Silty sands of the Patagonia Formation permit groundwater to flow from the west to the east area and incorporating sulfates via gypsum dissolution. In the Espinosa Plateau area, Ca2+, Mg2+, CO32− and probably SO42− are added to the solution in the case when precipitation infiltrates through the Rodados Patagónicos unit’s cement and dissolves it. The EC analysis marks a general west to south flow direction. In the Quintar Canyon area, the Rodados Patagónicos unit is absent and precipitation, having relatively lower concentrations of Ca2+ and Mg2+ and higher concentrations of Na+ and Cl (due to the proximity of this area to the Atlantic Ocean), reach the aquifer. Consequently, the dedolomitization reaction, predominant in the plateau, decreases. The water discharge is rich in Na+, Ca2+ Mg2+, Cl and SO42−, and has a lower alkalinity. Calcite SI values decrease until reaching negative values and this observation allows confirming the gradual reduction of dedolomitization processes. Here, precipitation quickly reaches the aquifer due to the thinner unsaturated area, and in fact, the aquifer reaches the surface in the form of small ponds in some places.
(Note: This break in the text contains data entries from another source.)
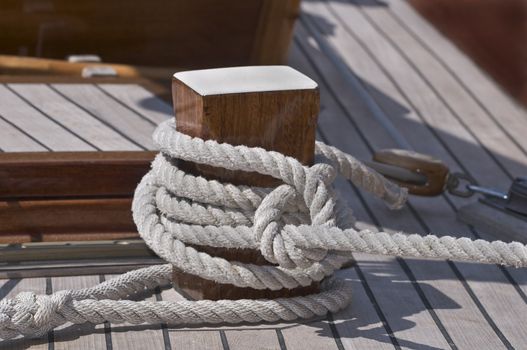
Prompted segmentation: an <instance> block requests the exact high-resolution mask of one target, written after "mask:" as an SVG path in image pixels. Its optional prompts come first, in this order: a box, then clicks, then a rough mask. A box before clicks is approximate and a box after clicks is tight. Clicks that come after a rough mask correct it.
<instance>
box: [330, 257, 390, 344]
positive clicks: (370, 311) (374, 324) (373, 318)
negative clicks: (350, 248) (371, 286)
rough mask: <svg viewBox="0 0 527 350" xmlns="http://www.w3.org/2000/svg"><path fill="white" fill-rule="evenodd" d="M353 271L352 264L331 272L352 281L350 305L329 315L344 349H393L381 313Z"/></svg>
mask: <svg viewBox="0 0 527 350" xmlns="http://www.w3.org/2000/svg"><path fill="white" fill-rule="evenodd" d="M357 271H358V268H357V267H354V268H349V269H344V270H340V271H337V272H336V274H335V276H336V277H338V278H344V279H346V280H348V281H350V282H351V283H352V285H353V295H352V304H351V306H350V307H348V308H346V309H344V310H342V311H340V312H338V313H336V314H335V315H334V316H333V317H334V322H335V327H336V329H337V331H338V333H339V335H340V340H341V342H342V345H343V347H344V348H346V349H375V350H377V349H394V348H395V344H394V339H393V338H392V336H393V335H392V334H391V332H389V331H387V330H386V325H385V324H383V321H381V317H384V313H383V311H382V310H381V309H380V307H379V306H378V305H377V303H376V300H375V299H374V302H372V301H371V298H375V296H374V295H373V293H371V290H369V285H368V284H367V282H366V281H365V280H364V279H363V278H361V277H360V276H359V274H358V272H357ZM361 273H362V271H361ZM365 286H366V287H365ZM366 288H368V292H367V291H366ZM370 293H371V295H369V294H370ZM379 314H381V316H379ZM384 322H386V321H384Z"/></svg>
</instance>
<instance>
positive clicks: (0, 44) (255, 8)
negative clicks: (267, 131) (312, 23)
mask: <svg viewBox="0 0 527 350" xmlns="http://www.w3.org/2000/svg"><path fill="white" fill-rule="evenodd" d="M298 2H299V1H298V0H251V1H223V0H197V1H186V0H177V1H171V0H148V1H147V0H132V1H127V2H126V6H123V2H122V1H119V0H109V1H106V2H105V3H104V5H101V4H100V3H98V2H93V1H88V0H80V1H75V2H71V1H68V0H48V1H35V0H33V1H28V0H26V1H23V0H10V1H7V3H5V4H4V3H3V4H2V12H1V13H0V33H2V34H1V35H0V38H1V39H2V40H1V41H0V51H1V52H3V53H7V54H12V55H17V54H22V55H28V56H40V57H47V58H59V59H62V58H64V57H66V56H68V55H71V54H79V53H91V54H97V55H99V56H100V57H101V58H102V59H103V61H104V62H120V63H126V64H134V65H145V66H172V65H177V66H184V67H193V68H202V67H218V66H232V65H243V64H275V63H284V61H283V60H284V59H285V56H286V50H287V45H284V43H283V40H281V39H280V40H269V39H267V38H268V37H269V34H270V33H272V34H273V36H272V38H290V37H291V31H292V25H290V24H289V25H288V24H286V25H282V24H281V22H282V21H283V22H286V23H287V22H289V21H290V15H289V12H287V11H288V10H289V9H291V7H293V6H295V7H296V9H298ZM35 3H40V4H41V5H40V6H32V5H34V4H35ZM43 3H45V6H42V4H43ZM280 3H288V5H287V6H281V5H280ZM289 4H290V5H289ZM276 5H279V6H278V7H277V6H276ZM271 6H272V7H273V10H272V11H269V10H268V8H269V7H271ZM266 27H267V28H266ZM260 36H265V37H266V39H264V40H260ZM255 43H258V44H257V45H258V46H259V47H257V48H255Z"/></svg>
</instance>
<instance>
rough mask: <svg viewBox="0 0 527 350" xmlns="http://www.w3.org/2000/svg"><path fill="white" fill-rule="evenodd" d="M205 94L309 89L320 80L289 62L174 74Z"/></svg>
mask: <svg viewBox="0 0 527 350" xmlns="http://www.w3.org/2000/svg"><path fill="white" fill-rule="evenodd" d="M174 78H176V79H178V80H179V81H181V82H182V83H184V84H185V85H187V86H188V87H190V88H191V89H192V90H194V91H195V92H197V93H198V94H200V95H201V96H207V95H224V94H236V93H248V92H264V91H284V90H286V91H287V90H308V89H315V88H317V86H318V85H317V83H316V82H315V81H313V80H312V79H310V78H309V77H307V76H305V75H304V74H302V73H300V72H299V71H297V70H295V69H293V68H291V67H288V66H250V67H232V68H216V69H203V70H193V71H186V72H178V73H176V74H174Z"/></svg>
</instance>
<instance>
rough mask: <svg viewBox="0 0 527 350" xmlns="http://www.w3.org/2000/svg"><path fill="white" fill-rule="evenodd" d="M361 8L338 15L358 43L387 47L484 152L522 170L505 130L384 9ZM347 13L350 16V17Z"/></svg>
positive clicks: (501, 162) (444, 68) (500, 124)
mask: <svg viewBox="0 0 527 350" xmlns="http://www.w3.org/2000/svg"><path fill="white" fill-rule="evenodd" d="M363 4H364V5H365V6H362V4H361V6H358V5H354V6H346V9H347V10H348V11H347V12H344V13H342V16H343V17H344V16H345V17H346V18H352V21H353V20H357V25H354V31H355V32H356V33H357V34H358V35H359V36H360V37H361V38H362V40H363V41H364V42H372V41H375V42H382V43H383V45H379V50H382V51H383V52H387V51H388V49H387V47H391V48H393V49H394V50H395V51H397V53H398V54H399V56H400V58H401V59H403V60H404V62H406V64H408V65H409V66H411V67H412V69H413V70H414V71H415V72H416V74H417V75H418V76H419V77H420V78H421V79H422V81H424V82H425V83H426V85H427V86H429V89H430V90H431V91H432V92H433V93H434V95H436V96H437V98H438V99H439V100H441V102H442V103H443V104H444V105H445V106H446V107H447V109H448V110H449V111H450V112H451V114H452V115H454V116H455V117H456V119H458V120H459V121H460V122H461V123H462V124H464V126H465V128H467V129H470V130H471V132H472V133H473V134H474V137H475V138H476V139H478V140H479V141H478V142H479V143H481V144H482V145H483V146H484V147H486V148H488V149H489V151H490V152H492V153H493V154H494V156H495V157H496V158H497V159H498V160H499V162H500V163H503V164H504V166H505V167H508V168H512V169H513V171H514V169H516V171H519V170H518V167H517V166H516V165H515V163H519V168H520V169H521V168H522V164H523V163H525V160H526V158H525V157H526V154H527V152H526V151H525V148H523V147H522V146H521V145H520V144H519V143H518V142H517V141H516V140H515V139H512V138H511V135H510V134H509V133H508V132H507V131H506V129H505V128H504V127H503V126H502V125H501V124H499V123H497V122H496V120H495V119H493V117H492V116H491V115H490V114H488V113H487V112H486V110H485V109H484V108H482V107H481V106H480V105H479V104H478V103H477V101H476V100H475V99H474V98H473V97H472V96H470V94H469V93H468V92H467V91H466V90H465V89H464V87H463V86H462V85H461V84H460V83H459V82H458V81H457V80H456V79H455V78H454V77H453V76H452V75H451V74H450V72H449V71H448V70H447V69H446V68H445V67H444V66H443V65H441V64H440V63H439V62H438V61H437V60H436V59H435V57H434V56H433V55H431V54H430V53H429V52H428V51H427V50H425V49H423V47H422V46H421V45H420V44H419V42H417V41H416V40H415V39H413V38H412V37H411V36H410V35H409V34H408V33H407V32H406V31H404V30H402V28H401V27H400V26H399V25H398V24H397V22H396V21H395V20H393V18H392V17H391V16H390V15H389V14H388V13H387V12H386V9H385V8H380V7H378V6H372V5H375V2H374V1H371V2H365V3H363ZM332 6H334V8H335V10H336V11H339V10H342V9H343V6H341V5H338V4H335V5H332ZM351 13H353V14H354V16H352V17H350V14H351ZM359 19H360V20H359ZM372 52H374V50H372ZM377 52H379V51H377ZM526 130H527V129H526ZM508 163H510V165H509V166H507V164H508ZM520 171H521V170H520ZM513 174H516V175H520V174H521V172H520V173H518V172H515V173H514V172H513Z"/></svg>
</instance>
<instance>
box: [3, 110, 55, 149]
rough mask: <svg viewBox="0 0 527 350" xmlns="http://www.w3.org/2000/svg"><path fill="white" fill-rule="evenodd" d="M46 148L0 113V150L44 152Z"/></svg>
mask: <svg viewBox="0 0 527 350" xmlns="http://www.w3.org/2000/svg"><path fill="white" fill-rule="evenodd" d="M44 151H47V149H46V148H45V147H44V146H42V145H41V144H39V143H38V142H37V141H35V140H34V139H32V138H31V137H30V136H29V135H27V134H25V133H24V132H22V131H21V130H19V129H18V128H16V127H15V126H13V125H12V124H10V123H8V122H7V121H6V120H5V119H3V118H2V116H1V115H0V152H44Z"/></svg>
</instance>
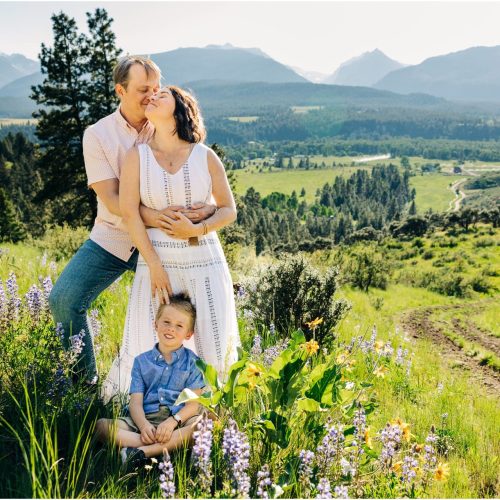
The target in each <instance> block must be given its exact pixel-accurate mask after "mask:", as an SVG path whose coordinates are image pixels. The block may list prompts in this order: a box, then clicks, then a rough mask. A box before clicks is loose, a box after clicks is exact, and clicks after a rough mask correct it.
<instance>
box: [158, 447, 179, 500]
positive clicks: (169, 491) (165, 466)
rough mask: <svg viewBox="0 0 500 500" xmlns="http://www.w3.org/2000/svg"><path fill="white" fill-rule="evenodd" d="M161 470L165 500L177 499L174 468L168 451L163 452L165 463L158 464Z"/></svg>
mask: <svg viewBox="0 0 500 500" xmlns="http://www.w3.org/2000/svg"><path fill="white" fill-rule="evenodd" d="M158 468H159V469H160V476H159V478H158V479H159V481H160V490H161V494H162V496H163V498H175V483H174V467H173V465H172V462H171V460H170V455H169V454H168V451H166V450H165V451H164V452H163V461H162V462H160V463H159V464H158Z"/></svg>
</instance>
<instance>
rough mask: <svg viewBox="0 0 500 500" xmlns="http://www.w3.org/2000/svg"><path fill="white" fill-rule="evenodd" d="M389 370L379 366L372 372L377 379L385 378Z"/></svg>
mask: <svg viewBox="0 0 500 500" xmlns="http://www.w3.org/2000/svg"><path fill="white" fill-rule="evenodd" d="M388 371H389V370H388V369H387V368H386V367H385V366H379V367H378V368H376V369H375V371H374V372H373V374H374V375H375V376H376V377H379V378H385V374H386V373H387V372H388Z"/></svg>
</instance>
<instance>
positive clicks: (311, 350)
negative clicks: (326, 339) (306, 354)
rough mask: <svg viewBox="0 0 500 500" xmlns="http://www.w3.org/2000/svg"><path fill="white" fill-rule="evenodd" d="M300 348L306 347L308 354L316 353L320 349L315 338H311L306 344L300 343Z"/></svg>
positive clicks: (317, 351)
mask: <svg viewBox="0 0 500 500" xmlns="http://www.w3.org/2000/svg"><path fill="white" fill-rule="evenodd" d="M300 348H301V349H304V350H305V351H306V353H307V355H308V356H312V355H313V354H316V353H317V352H318V350H319V344H318V343H317V342H316V341H315V340H310V341H309V342H305V343H304V344H300Z"/></svg>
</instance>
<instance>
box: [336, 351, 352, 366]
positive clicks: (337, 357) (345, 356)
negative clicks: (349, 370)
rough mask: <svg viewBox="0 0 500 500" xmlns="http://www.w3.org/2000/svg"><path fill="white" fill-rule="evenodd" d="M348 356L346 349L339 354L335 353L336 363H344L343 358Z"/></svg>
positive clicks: (340, 364) (347, 353)
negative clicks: (345, 350)
mask: <svg viewBox="0 0 500 500" xmlns="http://www.w3.org/2000/svg"><path fill="white" fill-rule="evenodd" d="M348 356H349V353H348V352H347V351H344V352H341V353H340V354H339V355H337V358H336V360H335V361H336V362H337V364H338V365H342V364H344V363H345V360H346V359H347V357H348Z"/></svg>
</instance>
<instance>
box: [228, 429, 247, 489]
mask: <svg viewBox="0 0 500 500" xmlns="http://www.w3.org/2000/svg"><path fill="white" fill-rule="evenodd" d="M222 450H223V452H224V457H225V458H226V460H227V461H228V463H229V467H230V474H231V479H232V482H233V486H234V487H233V490H232V491H231V494H232V495H236V494H237V495H238V496H239V497H243V498H248V494H249V492H250V478H249V476H248V474H247V472H246V471H247V469H248V465H249V459H250V445H249V443H248V438H247V436H246V434H245V433H244V432H240V431H239V430H238V427H237V426H236V422H235V421H234V420H230V421H229V423H228V426H227V427H226V428H225V429H224V436H223V439H222Z"/></svg>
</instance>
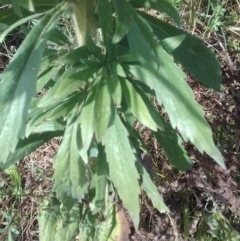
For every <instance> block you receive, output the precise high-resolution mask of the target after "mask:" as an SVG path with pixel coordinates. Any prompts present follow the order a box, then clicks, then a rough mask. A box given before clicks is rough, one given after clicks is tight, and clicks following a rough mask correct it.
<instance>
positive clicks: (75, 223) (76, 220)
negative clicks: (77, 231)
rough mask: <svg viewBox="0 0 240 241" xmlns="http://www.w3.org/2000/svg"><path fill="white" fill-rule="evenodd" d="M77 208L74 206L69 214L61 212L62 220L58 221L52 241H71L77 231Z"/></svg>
mask: <svg viewBox="0 0 240 241" xmlns="http://www.w3.org/2000/svg"><path fill="white" fill-rule="evenodd" d="M79 219H80V215H79V207H78V205H74V207H73V208H72V209H71V211H70V212H68V211H63V213H62V218H61V219H59V222H58V225H57V229H56V233H55V236H54V238H55V239H54V240H56V241H57V240H64V241H72V240H73V239H74V238H75V236H76V234H77V230H78V225H79Z"/></svg>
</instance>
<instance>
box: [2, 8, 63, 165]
mask: <svg viewBox="0 0 240 241" xmlns="http://www.w3.org/2000/svg"><path fill="white" fill-rule="evenodd" d="M66 6H67V4H63V5H61V7H57V8H56V9H53V10H52V11H50V12H49V13H48V14H46V15H45V16H44V17H43V18H42V19H41V20H40V21H39V23H38V24H37V25H36V26H35V27H34V28H33V30H32V31H31V32H30V33H29V35H28V36H27V37H26V39H25V41H24V42H23V44H22V45H21V46H20V47H19V49H18V51H17V53H16V55H15V56H14V58H13V60H12V61H11V63H10V64H9V65H8V67H7V69H6V70H5V72H4V73H3V74H2V76H1V77H2V80H1V82H0V116H1V119H0V126H1V129H0V153H1V157H0V163H2V164H5V163H6V160H7V157H8V155H9V153H10V152H12V151H13V150H14V149H15V147H16V145H17V142H18V139H19V138H20V137H24V134H25V123H26V121H27V112H28V108H29V106H30V102H31V99H32V97H33V96H34V95H35V93H36V78H37V73H38V69H39V64H40V59H41V57H42V55H43V52H44V49H45V43H46V33H47V32H48V31H49V29H51V26H53V25H52V23H53V22H54V21H56V19H57V18H58V16H59V15H60V13H61V12H62V10H63V9H64V8H66ZM16 120H17V121H16ZM13 126H14V129H13V128H12V127H13Z"/></svg>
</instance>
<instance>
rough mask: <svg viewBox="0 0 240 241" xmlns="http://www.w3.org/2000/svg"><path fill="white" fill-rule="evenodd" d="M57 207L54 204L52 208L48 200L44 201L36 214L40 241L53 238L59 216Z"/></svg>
mask: <svg viewBox="0 0 240 241" xmlns="http://www.w3.org/2000/svg"><path fill="white" fill-rule="evenodd" d="M55 208H56V209H55ZM58 208H59V207H58ZM58 208H57V207H56V206H55V207H54V208H53V207H52V204H51V203H50V202H49V201H45V202H44V204H43V205H42V207H41V210H40V212H39V214H38V223H39V240H40V241H53V240H54V236H55V233H56V226H57V222H58V219H59V218H60V215H59V212H58V210H57V209H58Z"/></svg>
Finally, groundwater is supersaturated with respect to calcite and dolomite in the plateau, and in contrast is undersaturated with both these carbonate minerals in the canyon. This general hydrogeochemical behavior can be expected in most of the groundwater and surface-water systems in the eastern Patagonian landscape. These landscapes are dominated by similar surface and near-surface geology and geomorphic features. This study provides complementary knowledge of the physical environment and hydrological processes in the Santa Cruz Province and should prove to be invaluable for improving water management and for assessing the impact that oil activities may have on precious groundwater resources.